Quand le mépris et l’ignorance sont la seule chose que ces manifestants récoltent de la part du gouvernement, la violence est pour certains le seul moyen de se faire entendre. Mais la plupart de ces personnes n’étaient pas préparées à de tels affrontements. Agnès, une des protagonistes confie que les images d’affrontement avec la police, notamment lorsqu’elle fut coincée sur le rond-point de l’Étoile lors de l’Acte II, furent un traumatisme et restèrent dans son esprit longtemps après l’événement.
Les tentatives de structuration du mouvement jusqu'à l'épuisement
Le caractère immersif du documentaire permet de comprendre les mécanismes d’auto-organisation du mouvement des Gilets jaunes. Leur manque de structuration leur a souvent été reproché, mais c’est aussi cette fraîcheur qui a fait la force de ce courant. Emmanuel Gras pose ici la question de la difficulté concrète d’organiser un mouvement né spontanément à l’échelle nationale. Des « leaders » apparaissent naturellement au sein du groupe, mais parviennent-ils pour autant à éviter de reproduire les erreurs démocratiques de ceux qu’ils critiquent ?
« Au fur et à mesure du tournage, j’ai compris qu’il s’agissait pour moi de faire exister la vibration intérieure d’un mouvement populaire, avec ce qu’elle peut avoir d’harmonieux et de chaotique », explique le documentariste.
Dans « Un peuple », Emmanuel Gras filme l’énergie vitale qui anime ces individus, leur force et leur humanité, sans vouloir cacher les instants de doute, de peur, d’errance ou d’incompréhension, qui existe aussi.
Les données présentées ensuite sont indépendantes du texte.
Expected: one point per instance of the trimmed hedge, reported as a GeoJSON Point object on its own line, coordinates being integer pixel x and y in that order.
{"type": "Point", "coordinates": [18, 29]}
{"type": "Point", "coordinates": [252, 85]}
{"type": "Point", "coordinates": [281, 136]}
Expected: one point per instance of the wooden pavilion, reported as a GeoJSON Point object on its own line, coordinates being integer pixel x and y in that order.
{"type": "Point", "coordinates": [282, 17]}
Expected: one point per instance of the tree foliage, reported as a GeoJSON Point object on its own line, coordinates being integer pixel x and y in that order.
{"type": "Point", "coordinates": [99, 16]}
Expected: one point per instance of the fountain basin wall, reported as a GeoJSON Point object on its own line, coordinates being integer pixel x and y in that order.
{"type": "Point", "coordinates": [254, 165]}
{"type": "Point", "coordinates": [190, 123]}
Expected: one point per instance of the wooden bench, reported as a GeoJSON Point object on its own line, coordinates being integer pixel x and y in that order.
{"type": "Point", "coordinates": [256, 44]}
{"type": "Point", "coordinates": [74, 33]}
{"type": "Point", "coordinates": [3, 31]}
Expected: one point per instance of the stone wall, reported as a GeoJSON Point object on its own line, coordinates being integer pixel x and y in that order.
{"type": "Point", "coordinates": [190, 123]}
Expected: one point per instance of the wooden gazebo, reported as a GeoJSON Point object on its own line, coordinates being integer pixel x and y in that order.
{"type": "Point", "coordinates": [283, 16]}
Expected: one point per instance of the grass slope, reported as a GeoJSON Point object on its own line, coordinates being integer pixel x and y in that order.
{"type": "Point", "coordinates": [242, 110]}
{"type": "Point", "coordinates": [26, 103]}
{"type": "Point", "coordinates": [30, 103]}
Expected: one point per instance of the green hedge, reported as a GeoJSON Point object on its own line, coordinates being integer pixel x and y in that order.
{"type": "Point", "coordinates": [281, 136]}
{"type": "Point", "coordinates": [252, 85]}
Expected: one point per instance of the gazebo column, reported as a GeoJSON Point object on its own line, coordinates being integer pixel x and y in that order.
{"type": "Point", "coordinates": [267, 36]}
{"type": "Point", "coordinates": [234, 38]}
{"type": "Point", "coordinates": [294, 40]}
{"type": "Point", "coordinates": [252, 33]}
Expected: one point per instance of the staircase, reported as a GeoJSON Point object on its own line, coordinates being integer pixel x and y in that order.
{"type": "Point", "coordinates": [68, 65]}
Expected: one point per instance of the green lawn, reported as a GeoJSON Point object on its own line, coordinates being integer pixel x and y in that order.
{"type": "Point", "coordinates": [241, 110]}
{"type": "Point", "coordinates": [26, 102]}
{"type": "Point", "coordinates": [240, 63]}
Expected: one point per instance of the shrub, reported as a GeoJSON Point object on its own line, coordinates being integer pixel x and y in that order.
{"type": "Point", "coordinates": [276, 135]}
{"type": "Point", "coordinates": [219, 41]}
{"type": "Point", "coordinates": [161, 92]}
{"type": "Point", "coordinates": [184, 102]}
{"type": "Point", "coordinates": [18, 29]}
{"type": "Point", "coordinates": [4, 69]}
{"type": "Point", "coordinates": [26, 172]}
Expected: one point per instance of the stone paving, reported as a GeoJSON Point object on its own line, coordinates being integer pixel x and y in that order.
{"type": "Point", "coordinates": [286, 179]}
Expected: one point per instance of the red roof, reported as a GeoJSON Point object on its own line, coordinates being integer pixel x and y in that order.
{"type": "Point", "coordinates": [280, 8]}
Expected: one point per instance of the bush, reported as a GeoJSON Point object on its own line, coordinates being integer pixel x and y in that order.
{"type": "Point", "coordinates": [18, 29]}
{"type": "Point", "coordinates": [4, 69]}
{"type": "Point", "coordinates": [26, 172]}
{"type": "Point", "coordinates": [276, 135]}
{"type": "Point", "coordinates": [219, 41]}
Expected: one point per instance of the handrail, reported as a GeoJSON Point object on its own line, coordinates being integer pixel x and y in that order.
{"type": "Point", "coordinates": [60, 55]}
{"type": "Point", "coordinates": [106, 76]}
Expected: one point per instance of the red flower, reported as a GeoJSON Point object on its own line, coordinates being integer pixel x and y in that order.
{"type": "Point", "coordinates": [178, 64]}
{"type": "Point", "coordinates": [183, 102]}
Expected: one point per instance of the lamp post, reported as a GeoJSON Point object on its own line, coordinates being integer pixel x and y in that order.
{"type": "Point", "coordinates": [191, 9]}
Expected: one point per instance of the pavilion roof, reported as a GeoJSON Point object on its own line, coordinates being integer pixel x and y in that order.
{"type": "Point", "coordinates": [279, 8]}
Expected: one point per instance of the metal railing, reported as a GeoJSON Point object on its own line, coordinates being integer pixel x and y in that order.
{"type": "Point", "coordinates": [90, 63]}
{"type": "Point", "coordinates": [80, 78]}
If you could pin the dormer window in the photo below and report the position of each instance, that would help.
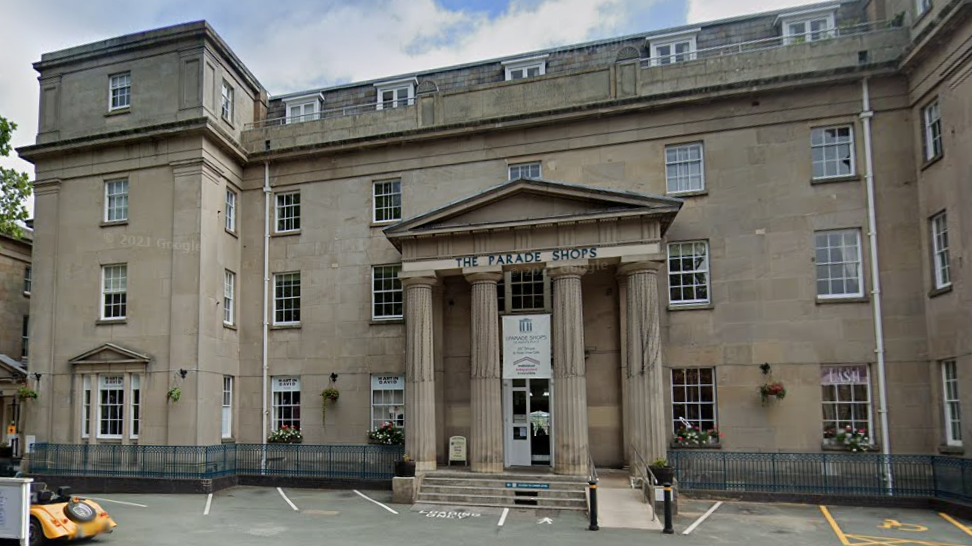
(808, 26)
(525, 67)
(304, 108)
(673, 47)
(396, 93)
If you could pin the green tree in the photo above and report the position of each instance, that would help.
(14, 187)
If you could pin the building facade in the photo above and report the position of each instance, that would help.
(563, 256)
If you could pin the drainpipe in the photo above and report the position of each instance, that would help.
(266, 295)
(866, 116)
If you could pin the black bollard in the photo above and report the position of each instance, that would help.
(592, 493)
(668, 510)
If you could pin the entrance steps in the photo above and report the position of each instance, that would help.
(507, 490)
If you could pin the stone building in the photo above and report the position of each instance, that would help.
(560, 255)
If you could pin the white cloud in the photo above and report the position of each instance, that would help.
(701, 11)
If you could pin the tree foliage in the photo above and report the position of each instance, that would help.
(14, 187)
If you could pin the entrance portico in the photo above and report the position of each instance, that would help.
(526, 246)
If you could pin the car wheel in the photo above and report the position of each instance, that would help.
(35, 533)
(79, 512)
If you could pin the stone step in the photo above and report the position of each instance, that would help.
(504, 491)
(461, 499)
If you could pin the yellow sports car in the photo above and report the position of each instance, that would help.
(60, 515)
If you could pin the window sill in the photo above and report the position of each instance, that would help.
(935, 292)
(835, 179)
(855, 299)
(691, 307)
(932, 161)
(378, 322)
(679, 195)
(110, 322)
(285, 326)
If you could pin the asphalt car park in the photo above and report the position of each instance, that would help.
(246, 516)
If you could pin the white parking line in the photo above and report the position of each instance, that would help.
(702, 518)
(284, 495)
(117, 502)
(366, 497)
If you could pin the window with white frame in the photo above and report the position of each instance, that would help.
(86, 406)
(387, 201)
(111, 405)
(114, 291)
(230, 210)
(684, 168)
(525, 170)
(940, 259)
(932, 118)
(119, 91)
(953, 411)
(226, 415)
(694, 398)
(116, 200)
(136, 405)
(387, 294)
(226, 101)
(832, 151)
(286, 402)
(288, 212)
(529, 67)
(286, 298)
(396, 94)
(808, 28)
(846, 397)
(387, 400)
(688, 273)
(838, 259)
(229, 300)
(25, 338)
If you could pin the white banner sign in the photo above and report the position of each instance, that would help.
(526, 346)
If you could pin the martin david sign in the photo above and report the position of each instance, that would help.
(526, 346)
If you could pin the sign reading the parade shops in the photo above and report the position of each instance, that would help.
(526, 346)
(532, 257)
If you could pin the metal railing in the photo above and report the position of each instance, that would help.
(770, 43)
(367, 462)
(863, 474)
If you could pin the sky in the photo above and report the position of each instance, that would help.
(306, 44)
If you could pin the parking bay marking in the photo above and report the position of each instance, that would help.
(866, 540)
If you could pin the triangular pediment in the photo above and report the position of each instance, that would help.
(109, 353)
(527, 201)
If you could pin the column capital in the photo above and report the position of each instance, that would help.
(630, 268)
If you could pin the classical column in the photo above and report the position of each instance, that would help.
(486, 441)
(571, 451)
(646, 403)
(419, 372)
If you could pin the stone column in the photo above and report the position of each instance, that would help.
(571, 450)
(646, 402)
(419, 371)
(486, 441)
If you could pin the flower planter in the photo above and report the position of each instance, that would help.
(405, 469)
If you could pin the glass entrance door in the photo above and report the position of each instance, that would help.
(527, 422)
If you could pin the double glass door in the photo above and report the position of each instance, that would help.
(527, 424)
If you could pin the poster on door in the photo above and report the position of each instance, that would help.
(526, 346)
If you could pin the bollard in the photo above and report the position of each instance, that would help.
(592, 492)
(668, 510)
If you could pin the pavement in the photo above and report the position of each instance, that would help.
(251, 516)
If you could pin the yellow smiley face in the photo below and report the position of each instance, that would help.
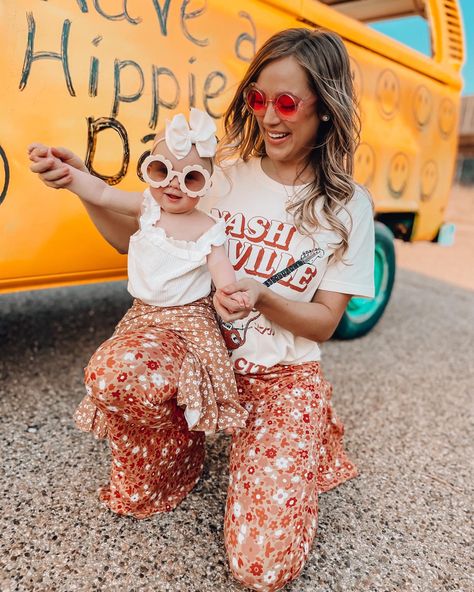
(364, 164)
(429, 180)
(398, 174)
(388, 93)
(446, 117)
(422, 106)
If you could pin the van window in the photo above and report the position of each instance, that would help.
(412, 31)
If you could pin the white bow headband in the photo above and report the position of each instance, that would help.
(180, 136)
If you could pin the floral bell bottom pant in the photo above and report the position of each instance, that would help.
(290, 450)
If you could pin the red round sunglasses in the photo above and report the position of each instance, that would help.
(285, 104)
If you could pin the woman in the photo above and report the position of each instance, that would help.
(290, 206)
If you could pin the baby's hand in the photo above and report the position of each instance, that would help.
(242, 299)
(51, 169)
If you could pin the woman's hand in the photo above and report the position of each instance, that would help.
(51, 164)
(228, 308)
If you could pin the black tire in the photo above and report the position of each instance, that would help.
(356, 323)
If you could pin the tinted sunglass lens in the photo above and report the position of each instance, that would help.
(286, 105)
(256, 100)
(157, 171)
(194, 181)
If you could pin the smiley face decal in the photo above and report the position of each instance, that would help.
(388, 93)
(446, 117)
(428, 180)
(422, 106)
(364, 164)
(398, 174)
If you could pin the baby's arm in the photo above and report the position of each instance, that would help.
(223, 273)
(89, 188)
(97, 192)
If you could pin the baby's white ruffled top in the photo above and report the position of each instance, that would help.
(163, 271)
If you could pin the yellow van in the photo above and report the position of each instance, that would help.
(100, 77)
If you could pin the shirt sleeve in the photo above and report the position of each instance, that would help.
(355, 273)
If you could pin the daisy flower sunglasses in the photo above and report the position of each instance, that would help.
(285, 104)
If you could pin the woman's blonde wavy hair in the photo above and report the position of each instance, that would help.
(325, 60)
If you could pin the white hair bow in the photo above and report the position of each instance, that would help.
(201, 131)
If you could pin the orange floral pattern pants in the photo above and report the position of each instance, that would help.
(290, 450)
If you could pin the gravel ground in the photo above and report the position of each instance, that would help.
(404, 393)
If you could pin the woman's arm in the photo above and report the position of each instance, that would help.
(114, 227)
(316, 320)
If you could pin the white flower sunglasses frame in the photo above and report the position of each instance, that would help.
(172, 173)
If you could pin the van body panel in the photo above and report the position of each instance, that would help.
(103, 83)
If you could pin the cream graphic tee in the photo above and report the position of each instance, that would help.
(262, 241)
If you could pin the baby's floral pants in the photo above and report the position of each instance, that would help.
(290, 450)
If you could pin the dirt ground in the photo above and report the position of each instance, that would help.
(453, 264)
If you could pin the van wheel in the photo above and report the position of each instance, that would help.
(362, 314)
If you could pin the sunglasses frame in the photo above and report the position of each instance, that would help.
(172, 173)
(261, 113)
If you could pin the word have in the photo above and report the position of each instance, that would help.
(214, 84)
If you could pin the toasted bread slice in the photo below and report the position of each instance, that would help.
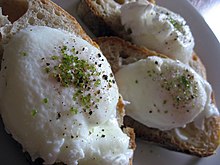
(103, 17)
(47, 13)
(200, 142)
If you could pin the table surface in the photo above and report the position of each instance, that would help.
(210, 10)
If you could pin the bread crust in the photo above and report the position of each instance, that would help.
(200, 143)
(101, 23)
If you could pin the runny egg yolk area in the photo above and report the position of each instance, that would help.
(164, 93)
(58, 99)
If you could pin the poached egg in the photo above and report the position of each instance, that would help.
(165, 93)
(159, 29)
(58, 99)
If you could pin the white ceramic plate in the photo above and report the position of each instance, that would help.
(207, 47)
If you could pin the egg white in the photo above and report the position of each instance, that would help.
(36, 107)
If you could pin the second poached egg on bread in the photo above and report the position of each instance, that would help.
(165, 93)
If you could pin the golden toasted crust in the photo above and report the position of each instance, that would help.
(200, 142)
(103, 20)
(42, 11)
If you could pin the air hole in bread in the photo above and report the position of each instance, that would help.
(120, 1)
(40, 15)
(31, 21)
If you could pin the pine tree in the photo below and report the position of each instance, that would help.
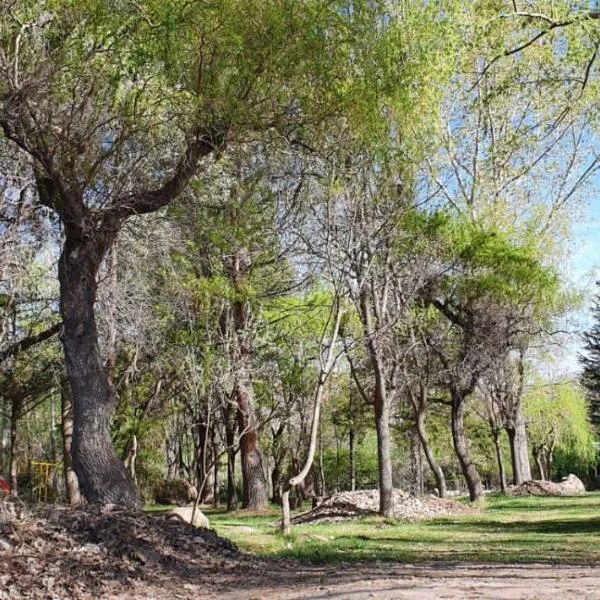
(590, 361)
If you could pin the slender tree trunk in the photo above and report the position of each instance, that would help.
(102, 475)
(232, 500)
(325, 370)
(71, 482)
(540, 463)
(437, 471)
(15, 415)
(352, 453)
(500, 458)
(4, 441)
(461, 446)
(519, 452)
(384, 455)
(215, 449)
(322, 486)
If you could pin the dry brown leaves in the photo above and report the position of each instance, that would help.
(109, 553)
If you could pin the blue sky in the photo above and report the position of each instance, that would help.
(582, 270)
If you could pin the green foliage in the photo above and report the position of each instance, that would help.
(557, 415)
(508, 530)
(336, 462)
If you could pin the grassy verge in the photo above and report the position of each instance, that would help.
(506, 530)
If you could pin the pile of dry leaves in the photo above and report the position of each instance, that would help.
(349, 505)
(107, 552)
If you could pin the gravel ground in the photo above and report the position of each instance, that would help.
(349, 505)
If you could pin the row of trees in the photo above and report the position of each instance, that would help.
(359, 203)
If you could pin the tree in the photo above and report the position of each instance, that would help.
(558, 421)
(590, 361)
(115, 105)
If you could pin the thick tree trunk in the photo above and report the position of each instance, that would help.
(519, 452)
(384, 455)
(253, 477)
(500, 459)
(71, 482)
(102, 475)
(254, 483)
(437, 471)
(461, 446)
(229, 411)
(352, 453)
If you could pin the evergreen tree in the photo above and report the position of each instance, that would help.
(590, 361)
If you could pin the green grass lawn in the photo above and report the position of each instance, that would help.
(506, 530)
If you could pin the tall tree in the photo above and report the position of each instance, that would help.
(590, 361)
(116, 105)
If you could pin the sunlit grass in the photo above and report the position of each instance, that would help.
(529, 529)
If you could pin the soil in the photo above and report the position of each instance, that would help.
(119, 555)
(351, 505)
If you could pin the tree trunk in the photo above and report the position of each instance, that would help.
(254, 493)
(519, 452)
(229, 418)
(461, 446)
(352, 453)
(540, 463)
(437, 471)
(15, 415)
(325, 371)
(102, 475)
(384, 455)
(500, 458)
(254, 483)
(321, 483)
(71, 482)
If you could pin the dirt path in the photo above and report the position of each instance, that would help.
(91, 553)
(389, 581)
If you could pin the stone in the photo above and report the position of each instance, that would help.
(5, 545)
(184, 513)
(572, 484)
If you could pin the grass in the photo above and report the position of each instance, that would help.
(506, 530)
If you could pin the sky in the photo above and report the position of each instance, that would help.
(582, 270)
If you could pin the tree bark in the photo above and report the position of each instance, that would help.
(437, 471)
(254, 483)
(461, 446)
(519, 452)
(384, 455)
(500, 459)
(15, 415)
(71, 482)
(229, 418)
(352, 453)
(325, 371)
(102, 475)
(254, 493)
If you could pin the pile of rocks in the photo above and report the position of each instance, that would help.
(350, 505)
(569, 486)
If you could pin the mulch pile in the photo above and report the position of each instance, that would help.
(108, 552)
(351, 505)
(569, 486)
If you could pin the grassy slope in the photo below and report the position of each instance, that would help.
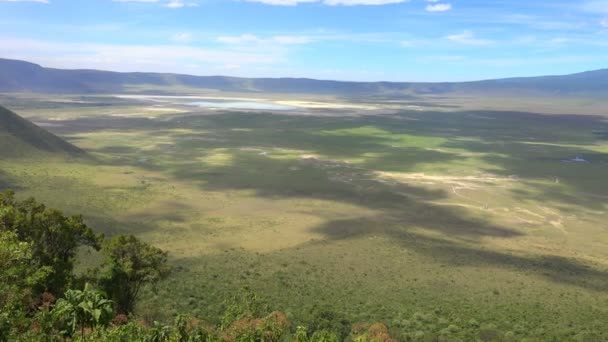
(487, 235)
(20, 137)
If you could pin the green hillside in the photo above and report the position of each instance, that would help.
(20, 137)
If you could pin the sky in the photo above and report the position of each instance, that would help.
(356, 40)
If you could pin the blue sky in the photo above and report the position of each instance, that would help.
(368, 40)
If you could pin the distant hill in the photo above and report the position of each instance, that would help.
(20, 137)
(20, 76)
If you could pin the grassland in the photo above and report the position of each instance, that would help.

Il n’est pas question de diaboliser ou d’angéliser les Gilets Jaunes, seulement d’essayer d’en faire un portrait réaliste.
Immortaliser les problèmes de communication
Le documentaire saisit des conversations entre les acteurs principaux du groupe des Gilets jaunes et des personnes extérieures à leur mouvement. Face à un patron d'une grande enseigne ou à des membres du parti politique « La République en marche », on voit la difficulté pour ces citoyens révoltés de se faire entendre et comprendre. Chacune de ces discussions met en exergue les différences de perceptions de la vie et de la misère des Gilets jaunes.
Malgré l'impact du Covid, le mouvement se poursuit et prend parfois d'autres formes. Le documentaire rend justice à l’engagement sincère de ces individus décidés à faire bouger les choses. Les deux années passées depuis la fin des Gilets jaunes révèlent cependant à quel point les raisons de leur colère restent toujours autant, voire davantage d'actualité.
Un peuple, 1h45min, un documentaire d'Emmanuel Gras, en salle le 23 février 2022.